# Goat Story ARCO



## steffanjtaylor (Sep 9, 2020)

The Goat Story ARCO grinder (to be released soon) looks intriguing:

https://www.goat-story.com/pages/arco

It makes bold claims of a range from Turkish -> Cold Brew and functioning as a traditional hand grinder or an electrically driven one; it will be interesting to see if it can deliver on its promises (and how much it costs).


----------



## THR_Crema (May 20, 2019)

I saw this and will follow it with interest. Launching soon on Kickstarter - struggling to think of an entry price point for something claiming what it is.


----------



## steffanjtaylor (Sep 9, 2020)

THR_Crema said:


> I saw this and will follow it with interest. Launching soon on Kickstarter - struggling to think of an entry price point for something claiming what it is.

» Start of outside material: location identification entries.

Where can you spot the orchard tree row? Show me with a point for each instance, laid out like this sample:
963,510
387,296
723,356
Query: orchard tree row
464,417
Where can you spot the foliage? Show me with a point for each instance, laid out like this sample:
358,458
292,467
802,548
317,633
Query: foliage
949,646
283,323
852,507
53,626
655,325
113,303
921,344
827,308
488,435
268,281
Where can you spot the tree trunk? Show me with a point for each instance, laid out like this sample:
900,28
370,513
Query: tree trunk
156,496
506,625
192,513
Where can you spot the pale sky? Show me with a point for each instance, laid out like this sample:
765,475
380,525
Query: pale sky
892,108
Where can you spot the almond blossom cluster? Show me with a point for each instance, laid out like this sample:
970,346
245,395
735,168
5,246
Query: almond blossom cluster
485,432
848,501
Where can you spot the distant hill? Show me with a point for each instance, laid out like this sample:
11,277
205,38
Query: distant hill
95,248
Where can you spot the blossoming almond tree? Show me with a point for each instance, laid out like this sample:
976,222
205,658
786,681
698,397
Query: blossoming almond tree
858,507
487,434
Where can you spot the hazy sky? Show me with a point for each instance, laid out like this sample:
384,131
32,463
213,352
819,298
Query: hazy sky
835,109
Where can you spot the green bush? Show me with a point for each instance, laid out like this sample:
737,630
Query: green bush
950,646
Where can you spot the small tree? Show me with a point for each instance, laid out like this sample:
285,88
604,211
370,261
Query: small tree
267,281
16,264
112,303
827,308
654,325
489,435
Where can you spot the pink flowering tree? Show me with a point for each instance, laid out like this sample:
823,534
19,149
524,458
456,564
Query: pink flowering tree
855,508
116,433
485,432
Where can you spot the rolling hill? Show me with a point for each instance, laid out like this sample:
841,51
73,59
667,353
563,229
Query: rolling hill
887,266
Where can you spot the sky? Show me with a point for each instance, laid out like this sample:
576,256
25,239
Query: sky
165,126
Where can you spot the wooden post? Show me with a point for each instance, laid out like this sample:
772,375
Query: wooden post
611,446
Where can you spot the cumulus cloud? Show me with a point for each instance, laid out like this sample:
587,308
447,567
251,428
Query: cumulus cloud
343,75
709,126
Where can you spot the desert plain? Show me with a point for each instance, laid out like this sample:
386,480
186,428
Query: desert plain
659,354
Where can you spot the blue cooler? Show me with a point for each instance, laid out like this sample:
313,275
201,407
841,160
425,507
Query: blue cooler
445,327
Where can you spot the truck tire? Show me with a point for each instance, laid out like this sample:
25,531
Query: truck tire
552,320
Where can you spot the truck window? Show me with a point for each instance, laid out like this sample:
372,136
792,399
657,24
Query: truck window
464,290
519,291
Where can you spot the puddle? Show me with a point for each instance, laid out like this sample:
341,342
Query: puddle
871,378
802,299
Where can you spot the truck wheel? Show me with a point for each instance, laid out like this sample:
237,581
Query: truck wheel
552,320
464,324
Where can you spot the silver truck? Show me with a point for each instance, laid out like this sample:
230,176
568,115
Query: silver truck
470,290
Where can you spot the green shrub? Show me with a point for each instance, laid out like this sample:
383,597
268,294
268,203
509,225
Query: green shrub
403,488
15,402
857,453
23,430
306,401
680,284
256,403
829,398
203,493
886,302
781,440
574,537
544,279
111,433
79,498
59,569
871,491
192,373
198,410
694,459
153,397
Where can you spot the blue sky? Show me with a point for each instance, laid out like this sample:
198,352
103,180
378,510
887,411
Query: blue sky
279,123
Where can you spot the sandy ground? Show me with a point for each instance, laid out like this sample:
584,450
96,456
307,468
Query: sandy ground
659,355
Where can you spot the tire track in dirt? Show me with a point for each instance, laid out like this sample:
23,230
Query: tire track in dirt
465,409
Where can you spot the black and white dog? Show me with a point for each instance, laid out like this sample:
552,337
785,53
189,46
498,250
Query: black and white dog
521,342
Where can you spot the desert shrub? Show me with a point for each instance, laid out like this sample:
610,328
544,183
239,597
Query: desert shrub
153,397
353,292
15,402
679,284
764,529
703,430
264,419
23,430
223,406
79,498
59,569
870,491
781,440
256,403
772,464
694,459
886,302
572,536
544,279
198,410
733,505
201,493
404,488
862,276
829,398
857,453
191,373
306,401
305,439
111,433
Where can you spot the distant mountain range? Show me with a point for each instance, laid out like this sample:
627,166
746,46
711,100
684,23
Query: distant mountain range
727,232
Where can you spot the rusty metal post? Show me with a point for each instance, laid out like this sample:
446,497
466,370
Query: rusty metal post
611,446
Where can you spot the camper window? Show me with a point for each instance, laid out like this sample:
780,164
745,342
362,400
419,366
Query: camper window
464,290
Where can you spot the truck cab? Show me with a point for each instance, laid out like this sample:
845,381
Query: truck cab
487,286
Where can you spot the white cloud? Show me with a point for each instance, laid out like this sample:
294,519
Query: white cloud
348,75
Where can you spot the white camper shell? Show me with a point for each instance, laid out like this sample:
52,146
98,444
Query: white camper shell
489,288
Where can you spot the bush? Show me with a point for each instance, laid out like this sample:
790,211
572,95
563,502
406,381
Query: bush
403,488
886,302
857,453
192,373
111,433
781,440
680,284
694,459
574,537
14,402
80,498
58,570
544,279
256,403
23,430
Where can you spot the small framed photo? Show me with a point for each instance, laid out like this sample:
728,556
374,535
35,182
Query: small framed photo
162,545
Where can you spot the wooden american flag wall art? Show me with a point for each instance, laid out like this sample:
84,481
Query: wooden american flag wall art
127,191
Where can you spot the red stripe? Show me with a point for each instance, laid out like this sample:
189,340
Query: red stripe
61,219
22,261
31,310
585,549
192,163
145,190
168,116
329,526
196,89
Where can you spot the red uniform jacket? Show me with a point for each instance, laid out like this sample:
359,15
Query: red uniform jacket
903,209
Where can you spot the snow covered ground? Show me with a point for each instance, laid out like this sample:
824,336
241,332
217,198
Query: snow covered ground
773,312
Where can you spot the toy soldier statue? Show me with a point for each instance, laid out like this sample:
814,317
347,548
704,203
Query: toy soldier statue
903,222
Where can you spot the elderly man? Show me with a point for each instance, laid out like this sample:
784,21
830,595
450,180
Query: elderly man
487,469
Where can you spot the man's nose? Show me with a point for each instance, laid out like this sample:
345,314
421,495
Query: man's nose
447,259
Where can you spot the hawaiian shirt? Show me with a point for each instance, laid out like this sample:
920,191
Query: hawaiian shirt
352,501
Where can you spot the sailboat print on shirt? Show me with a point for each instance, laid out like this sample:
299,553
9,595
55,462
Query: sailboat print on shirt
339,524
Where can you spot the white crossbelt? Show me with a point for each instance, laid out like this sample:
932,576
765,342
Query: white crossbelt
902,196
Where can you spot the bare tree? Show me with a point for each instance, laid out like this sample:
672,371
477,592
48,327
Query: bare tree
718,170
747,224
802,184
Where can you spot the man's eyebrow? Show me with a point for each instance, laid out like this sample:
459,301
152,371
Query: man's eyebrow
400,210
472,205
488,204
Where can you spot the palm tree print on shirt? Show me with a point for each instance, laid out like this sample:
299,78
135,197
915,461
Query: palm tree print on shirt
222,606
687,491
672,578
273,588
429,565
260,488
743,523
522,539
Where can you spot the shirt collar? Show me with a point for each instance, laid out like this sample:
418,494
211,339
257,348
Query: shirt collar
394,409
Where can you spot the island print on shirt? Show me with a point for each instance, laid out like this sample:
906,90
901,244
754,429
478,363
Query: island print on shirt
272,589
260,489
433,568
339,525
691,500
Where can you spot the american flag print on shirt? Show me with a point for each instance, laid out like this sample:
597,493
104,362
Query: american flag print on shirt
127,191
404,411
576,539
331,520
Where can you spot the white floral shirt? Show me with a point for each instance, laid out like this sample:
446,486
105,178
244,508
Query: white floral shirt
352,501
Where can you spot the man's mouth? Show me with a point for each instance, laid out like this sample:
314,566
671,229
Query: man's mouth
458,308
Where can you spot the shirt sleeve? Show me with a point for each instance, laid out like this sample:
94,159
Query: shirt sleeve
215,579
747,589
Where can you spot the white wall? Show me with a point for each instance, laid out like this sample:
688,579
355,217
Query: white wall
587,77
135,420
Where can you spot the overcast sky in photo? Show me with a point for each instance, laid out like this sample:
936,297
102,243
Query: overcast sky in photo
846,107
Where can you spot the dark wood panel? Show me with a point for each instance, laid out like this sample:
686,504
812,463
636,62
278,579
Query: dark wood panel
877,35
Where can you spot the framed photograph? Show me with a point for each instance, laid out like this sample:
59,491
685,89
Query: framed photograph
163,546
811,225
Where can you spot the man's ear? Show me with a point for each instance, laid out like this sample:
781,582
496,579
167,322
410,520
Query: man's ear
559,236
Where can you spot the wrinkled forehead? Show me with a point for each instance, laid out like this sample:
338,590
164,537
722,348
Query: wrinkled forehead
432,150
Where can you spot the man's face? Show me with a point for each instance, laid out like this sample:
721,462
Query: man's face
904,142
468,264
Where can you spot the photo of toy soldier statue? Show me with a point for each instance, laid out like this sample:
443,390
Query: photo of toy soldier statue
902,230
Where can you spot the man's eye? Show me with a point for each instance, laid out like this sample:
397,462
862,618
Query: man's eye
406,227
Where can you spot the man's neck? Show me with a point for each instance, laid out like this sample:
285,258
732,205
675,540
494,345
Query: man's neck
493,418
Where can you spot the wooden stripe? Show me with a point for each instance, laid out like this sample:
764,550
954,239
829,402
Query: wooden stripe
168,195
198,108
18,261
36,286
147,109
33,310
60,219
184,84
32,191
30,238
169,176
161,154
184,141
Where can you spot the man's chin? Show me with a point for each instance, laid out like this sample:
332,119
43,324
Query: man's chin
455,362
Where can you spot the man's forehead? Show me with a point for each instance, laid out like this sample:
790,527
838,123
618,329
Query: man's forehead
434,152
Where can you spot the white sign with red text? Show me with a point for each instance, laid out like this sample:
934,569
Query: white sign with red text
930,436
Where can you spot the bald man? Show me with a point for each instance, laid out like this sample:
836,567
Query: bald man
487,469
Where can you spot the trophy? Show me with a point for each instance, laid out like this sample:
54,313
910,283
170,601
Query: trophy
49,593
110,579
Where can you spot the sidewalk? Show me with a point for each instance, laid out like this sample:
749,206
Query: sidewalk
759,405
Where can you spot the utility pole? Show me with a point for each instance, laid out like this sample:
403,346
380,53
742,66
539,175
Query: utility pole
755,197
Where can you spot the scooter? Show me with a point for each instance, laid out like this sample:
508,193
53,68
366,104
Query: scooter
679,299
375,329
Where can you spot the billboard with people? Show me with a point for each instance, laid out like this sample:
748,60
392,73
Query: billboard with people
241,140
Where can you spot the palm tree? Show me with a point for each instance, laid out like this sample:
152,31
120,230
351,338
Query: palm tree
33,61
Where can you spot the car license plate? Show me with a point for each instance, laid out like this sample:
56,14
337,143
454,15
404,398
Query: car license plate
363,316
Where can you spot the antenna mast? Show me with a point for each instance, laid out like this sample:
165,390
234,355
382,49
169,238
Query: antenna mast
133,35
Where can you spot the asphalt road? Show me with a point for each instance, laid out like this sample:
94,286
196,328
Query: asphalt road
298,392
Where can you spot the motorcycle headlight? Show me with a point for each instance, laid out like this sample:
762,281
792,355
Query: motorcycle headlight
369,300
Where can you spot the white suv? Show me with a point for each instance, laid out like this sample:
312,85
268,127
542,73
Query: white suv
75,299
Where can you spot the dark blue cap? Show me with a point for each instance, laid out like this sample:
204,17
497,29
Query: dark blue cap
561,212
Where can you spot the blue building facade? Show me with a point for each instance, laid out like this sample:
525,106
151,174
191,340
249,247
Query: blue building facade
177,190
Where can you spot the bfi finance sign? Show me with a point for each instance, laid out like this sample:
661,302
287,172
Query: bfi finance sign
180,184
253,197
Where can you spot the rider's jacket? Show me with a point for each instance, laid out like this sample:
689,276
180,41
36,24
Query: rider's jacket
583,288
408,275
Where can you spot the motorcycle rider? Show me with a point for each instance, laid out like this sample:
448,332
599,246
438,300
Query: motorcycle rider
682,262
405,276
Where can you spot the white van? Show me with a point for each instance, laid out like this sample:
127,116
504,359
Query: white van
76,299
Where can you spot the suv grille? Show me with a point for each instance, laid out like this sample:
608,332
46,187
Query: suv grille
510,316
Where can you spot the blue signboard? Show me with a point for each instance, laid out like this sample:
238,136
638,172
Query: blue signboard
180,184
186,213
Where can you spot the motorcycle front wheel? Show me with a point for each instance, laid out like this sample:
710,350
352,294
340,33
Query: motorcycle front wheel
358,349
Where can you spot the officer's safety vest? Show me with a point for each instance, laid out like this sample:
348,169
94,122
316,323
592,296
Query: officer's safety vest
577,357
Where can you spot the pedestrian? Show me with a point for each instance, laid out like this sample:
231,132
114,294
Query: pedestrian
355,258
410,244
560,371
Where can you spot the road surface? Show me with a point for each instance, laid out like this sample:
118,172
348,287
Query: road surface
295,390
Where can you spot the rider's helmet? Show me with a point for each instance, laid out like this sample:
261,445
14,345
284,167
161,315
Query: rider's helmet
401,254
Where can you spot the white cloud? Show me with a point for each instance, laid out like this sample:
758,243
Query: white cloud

 I don't expect the price to be low (based on the RRP of the Gina) and I suspect this is an expect the worst, hope for the best type of deal (based in the claims); but I am also following with interest.


----------



## steffanjtaylor (Sep 9, 2020)

Kickstarter: $299 (RRP: $499)
Hand grinder only: $150


----------



## MWJB (Feb 28, 2012)

steffanjtaylor said:


> The Goat Story ARCO grinder (to be released soon) looks intriguing:
> 
> https://www.goat-story.com/pages/arco
> 
> It makes bold claims of a range from Turkish -> Cold Brew and functioning as a traditional hand grinder or an electrically driven one; it will be interesting to see if it can deliver on its promises (and how much it costs).


 Most hand grinders cover an unuseably wide range because you can turn the adjustment until the burr drops out.

"Only 63mm wide", seems an odd selling point, Feldgrind is 50mm, Lido (the bit you hold) 53mm, Zass Quito (an Akantus design also the basis for Commandante & inspiration for many others) 60mm.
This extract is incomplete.